Sobre o amor

Estive em Assis (Assisi, em italiano), a cidade-natal de São Francisco (de Assis…). A pequena cidadezinha é absolutamente maravilhosa. Li em algum lugar que “há pouco a fazer ou a ver em Assis”, mas discordo completamente: a vista é repleta de reflexão; a cidade é silenciosa, mas de um silêncio particular, que nos chama, nos convoca na verdade, a pensar. Claro que, para isso, é preciso superar o tempo presente: é preciso, por exemplo, esquecer ou abstrair o fato de a pequena cidade ter sido capitalizada pelo turismo, e de que você se esbarra, a todo momento, com gente de todo canto em busca de seus “15 segundos de flash”. Mas tudo isso é, com um certo esforço, superável.
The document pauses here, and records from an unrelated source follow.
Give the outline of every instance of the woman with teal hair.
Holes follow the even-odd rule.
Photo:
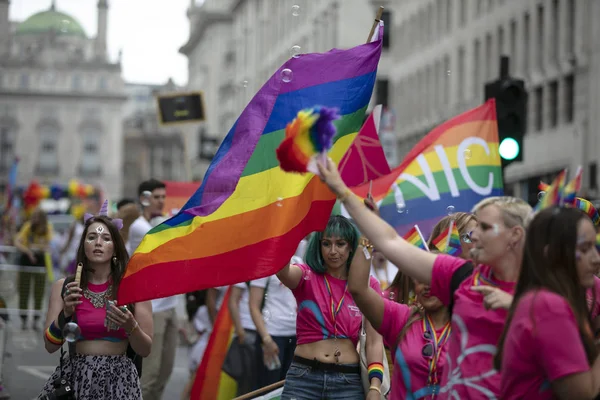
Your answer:
[[[282,399],[364,399],[360,357],[356,351],[362,314],[348,291],[348,271],[359,233],[345,217],[332,216],[322,232],[311,235],[306,264],[286,265],[277,277],[298,304],[298,344]],[[381,292],[373,277],[371,287]],[[369,364],[383,360],[381,336],[366,323]],[[367,399],[380,398],[382,374],[369,375]]]

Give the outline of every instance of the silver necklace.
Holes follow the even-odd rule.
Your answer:
[[[90,289],[83,289],[83,297],[88,299],[90,303],[94,306],[94,308],[102,308],[106,303],[106,299],[110,298],[112,294],[112,287],[109,286],[106,290],[102,292],[92,292]]]

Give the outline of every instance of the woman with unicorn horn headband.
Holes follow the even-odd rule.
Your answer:
[[[454,339],[449,341],[447,352],[447,362],[452,367],[444,369],[438,398],[498,399],[500,374],[493,367],[493,355],[506,310],[491,307],[496,303],[488,296],[496,296],[497,291],[488,293],[488,289],[514,292],[531,207],[513,197],[487,198],[474,207],[478,225],[471,234],[471,254],[478,265],[473,266],[469,260],[432,254],[411,245],[350,192],[332,160],[318,166],[321,179],[343,202],[371,243],[400,272],[430,285],[430,294],[452,308]]]
[[[122,221],[109,218],[107,209],[105,201],[98,215],[84,216],[78,273],[52,286],[46,350],[54,353],[68,341],[75,343],[76,354],[62,360],[40,397],[53,393],[63,377],[79,400],[142,398],[138,367],[152,346],[152,306],[115,301],[129,257],[119,234]]]

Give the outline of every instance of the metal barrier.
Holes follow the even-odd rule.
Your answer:
[[[271,392],[271,391],[273,391],[275,389],[279,389],[284,384],[285,384],[285,379],[282,380],[282,381],[279,381],[279,382],[272,383],[269,386],[265,386],[265,387],[262,387],[260,389],[257,389],[257,390],[255,390],[253,392],[246,393],[243,396],[236,397],[233,400],[250,400],[250,399],[255,399],[255,398],[257,398],[257,397],[259,397],[261,395],[268,394],[269,392]]]

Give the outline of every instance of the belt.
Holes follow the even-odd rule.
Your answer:
[[[343,365],[343,364],[332,364],[332,363],[324,363],[316,358],[314,360],[309,360],[308,358],[294,356],[294,362],[298,364],[302,364],[304,366],[310,367],[311,369],[317,371],[333,371],[333,372],[341,372],[344,374],[360,374],[360,367],[358,364],[353,365]]]

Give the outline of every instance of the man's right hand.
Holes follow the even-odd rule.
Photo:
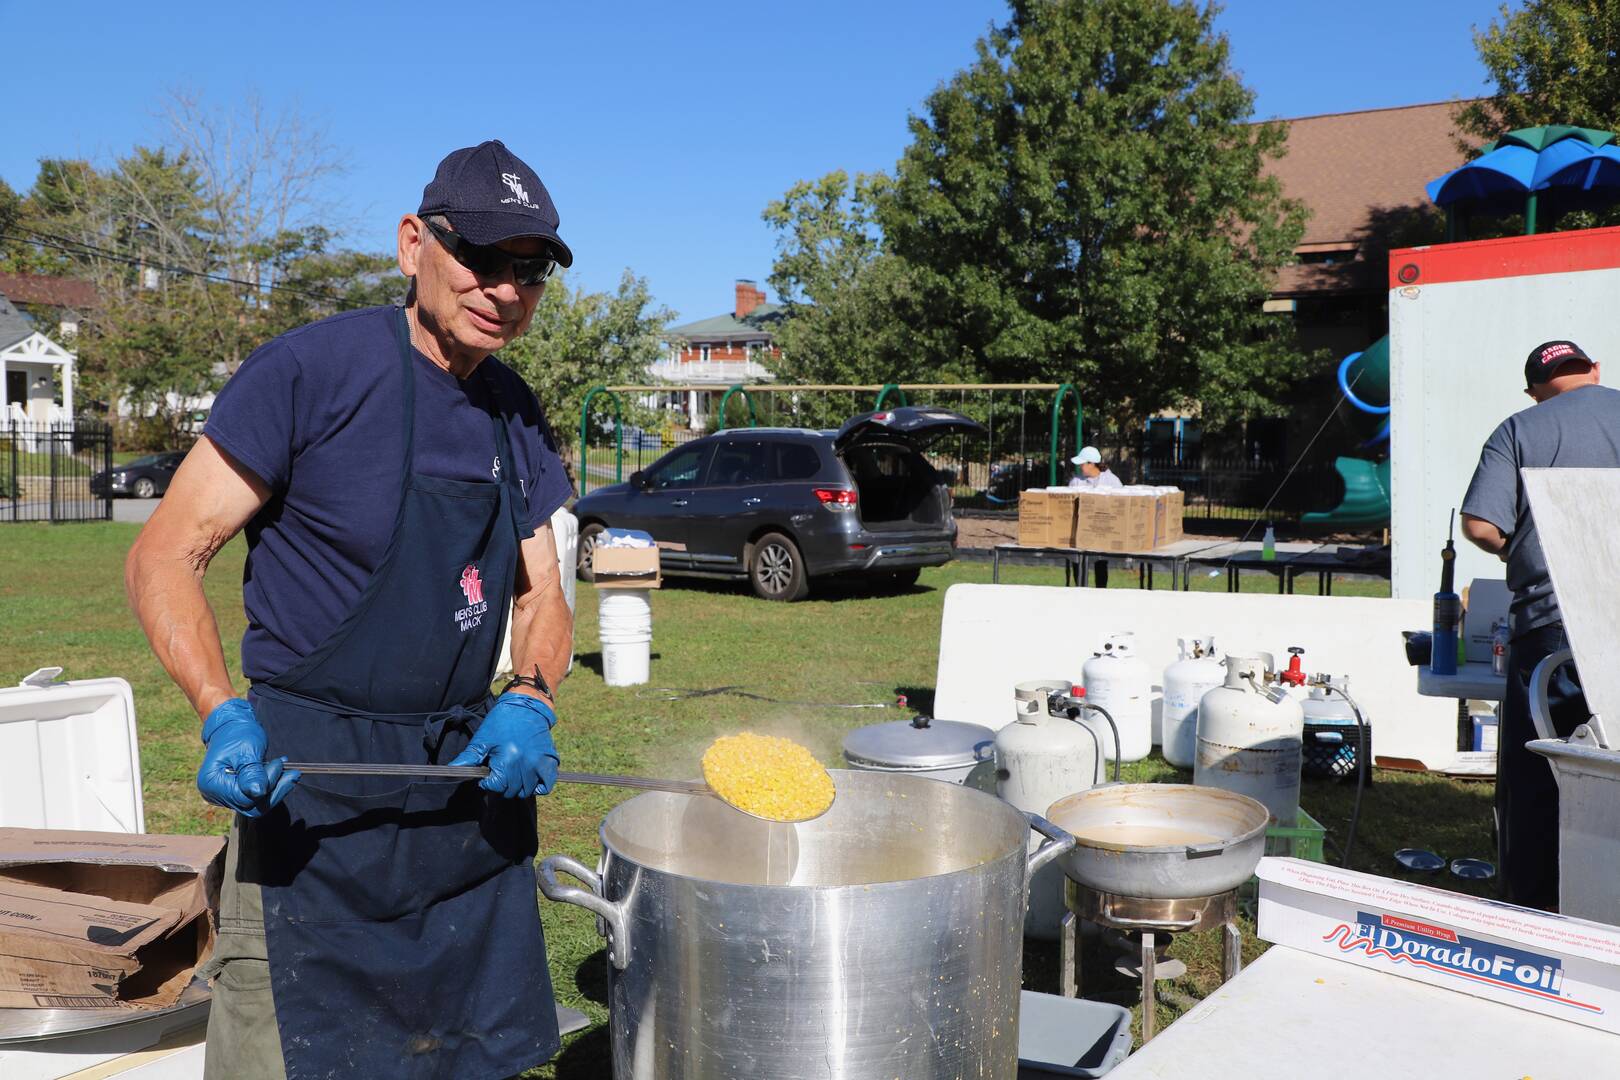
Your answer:
[[[242,698],[221,702],[203,721],[202,768],[197,790],[215,806],[256,818],[287,797],[298,782],[297,770],[285,768],[286,758],[265,761],[269,740]]]

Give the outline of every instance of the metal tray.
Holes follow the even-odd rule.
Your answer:
[[[208,983],[193,979],[180,1000],[167,1009],[0,1009],[0,1046],[61,1039],[92,1031],[151,1024],[161,1028],[154,1037],[200,1024],[208,1019]]]

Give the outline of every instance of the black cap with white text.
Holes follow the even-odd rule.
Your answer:
[[[557,262],[574,264],[574,253],[557,235],[561,219],[551,193],[540,175],[498,139],[453,151],[439,162],[416,213],[444,215],[473,244],[537,236],[555,249]]]
[[[1592,358],[1573,341],[1544,341],[1530,350],[1530,357],[1524,362],[1525,385],[1536,386],[1544,383],[1552,378],[1559,368],[1576,361],[1590,364]]]

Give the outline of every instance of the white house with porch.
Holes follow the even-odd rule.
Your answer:
[[[44,428],[71,421],[74,360],[0,294],[0,432],[13,423]]]

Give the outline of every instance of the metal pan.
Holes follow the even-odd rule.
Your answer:
[[[1191,784],[1109,784],[1064,796],[1046,817],[1074,836],[1059,860],[1065,874],[1149,900],[1237,888],[1265,854],[1271,820],[1247,795]]]

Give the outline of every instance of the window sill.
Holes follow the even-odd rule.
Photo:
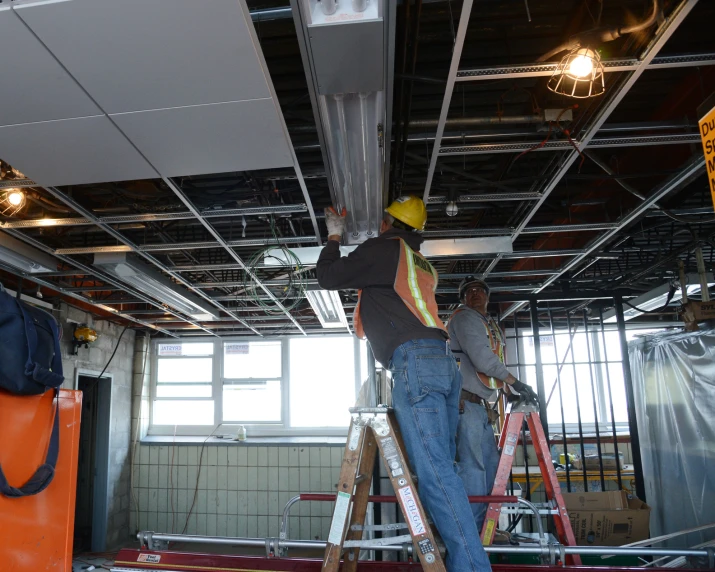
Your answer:
[[[290,445],[307,445],[307,446],[345,446],[346,437],[328,437],[328,436],[317,436],[317,437],[288,437],[288,436],[276,436],[276,437],[248,437],[245,441],[234,441],[233,439],[223,439],[221,437],[189,437],[189,436],[179,436],[174,437],[173,435],[147,435],[141,439],[140,443],[142,445],[203,445],[206,442],[207,445],[226,445],[226,446],[238,446],[238,447],[266,447],[266,446],[290,446]]]

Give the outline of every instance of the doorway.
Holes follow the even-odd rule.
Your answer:
[[[77,502],[75,505],[74,552],[102,552],[106,548],[109,422],[112,379],[78,373],[82,392],[79,431]]]

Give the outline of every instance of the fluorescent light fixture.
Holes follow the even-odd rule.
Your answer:
[[[94,265],[121,282],[195,320],[211,320],[219,317],[218,311],[198,296],[194,296],[161,272],[125,252],[95,254]]]
[[[712,288],[715,286],[715,279],[712,274],[707,275],[708,287]],[[687,274],[686,275],[688,297],[694,296],[700,293],[700,277],[697,274]],[[634,298],[633,300],[628,300],[630,304],[638,306],[641,310],[657,310],[665,305],[665,301],[668,299],[668,292],[670,291],[670,284],[663,284],[657,288],[649,290],[645,294]],[[683,293],[680,289],[675,291],[673,295],[672,302],[678,302],[683,299]],[[626,304],[623,305],[623,319],[632,320],[638,316],[643,315],[643,312],[636,310],[631,306]],[[608,310],[608,312],[603,313],[603,322],[605,324],[615,324],[617,322],[616,310]]]
[[[309,288],[305,296],[324,328],[348,328],[343,303],[335,290]]]
[[[383,216],[392,106],[389,0],[297,0],[294,18],[332,203],[347,209],[348,244]],[[391,33],[391,30],[393,33]],[[387,144],[385,144],[387,141]],[[386,148],[383,148],[386,147]]]
[[[29,274],[57,270],[55,258],[5,233],[0,233],[0,262]]]

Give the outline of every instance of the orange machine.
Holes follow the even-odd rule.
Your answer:
[[[72,570],[81,391],[60,391],[60,455],[55,478],[41,493],[0,495],[0,570]],[[45,459],[52,432],[54,392],[17,396],[0,391],[0,463],[21,486]]]

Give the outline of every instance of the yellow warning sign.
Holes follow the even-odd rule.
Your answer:
[[[705,152],[705,165],[708,170],[708,181],[710,181],[710,194],[715,207],[715,107],[700,120],[700,138],[703,142]]]

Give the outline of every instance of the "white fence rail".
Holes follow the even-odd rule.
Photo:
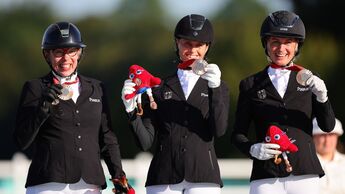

Assis é uma “típica” cidade medieval; é cercada por uma muralha, e dá-se a impressão de que, desde sua fundação, ela já nasceu com vocação para o distanciamento, para o afastamento contemplativo. As casas são feitas, literalmente, de pedra, e logo se vê que não vieram para durar pouco. Por toda a parte, encontram-se franciscanos (refiro-me aos irmãos), mais de 800 anos depois da morte de S. Francisco, repetindo e seguindo seus passos: no refúgio da cidade, rezam pelo mundo…(inclusive uma pessoa que, mesmo sem ser frade, perambula pelas ruas com uma “missão penitencial pessoal”, o carismático Massimo Coppo!).

Fotos de Ila (minha esposa) e minhas

Arquitetura à parte, saí de Assis com uma certa dúvida sobre em que consistiria o amor a que tanto fez referência S. Francisco de Assis. Pensei em coisas como estas: seriam os frades, os franciscanos e beneditinos, as irmãs clarissas (não sei se é assim que são chamadas, as adeptas de S. Clara, também imortalizada na cidade), “negadores” da vida, no sentido de que, em estando em Assis, afastam-se da necessidade, pesada e muito presente, de amar no cotidiano, o cotidiano, com toda sua confluência de impedimentos? Seria mais plausível amar à distância, por assim dizer, do que do coração da vida corriqueira? Qual o objeto do amor, qual seu propósito? Amar no (ou do) desprendimento?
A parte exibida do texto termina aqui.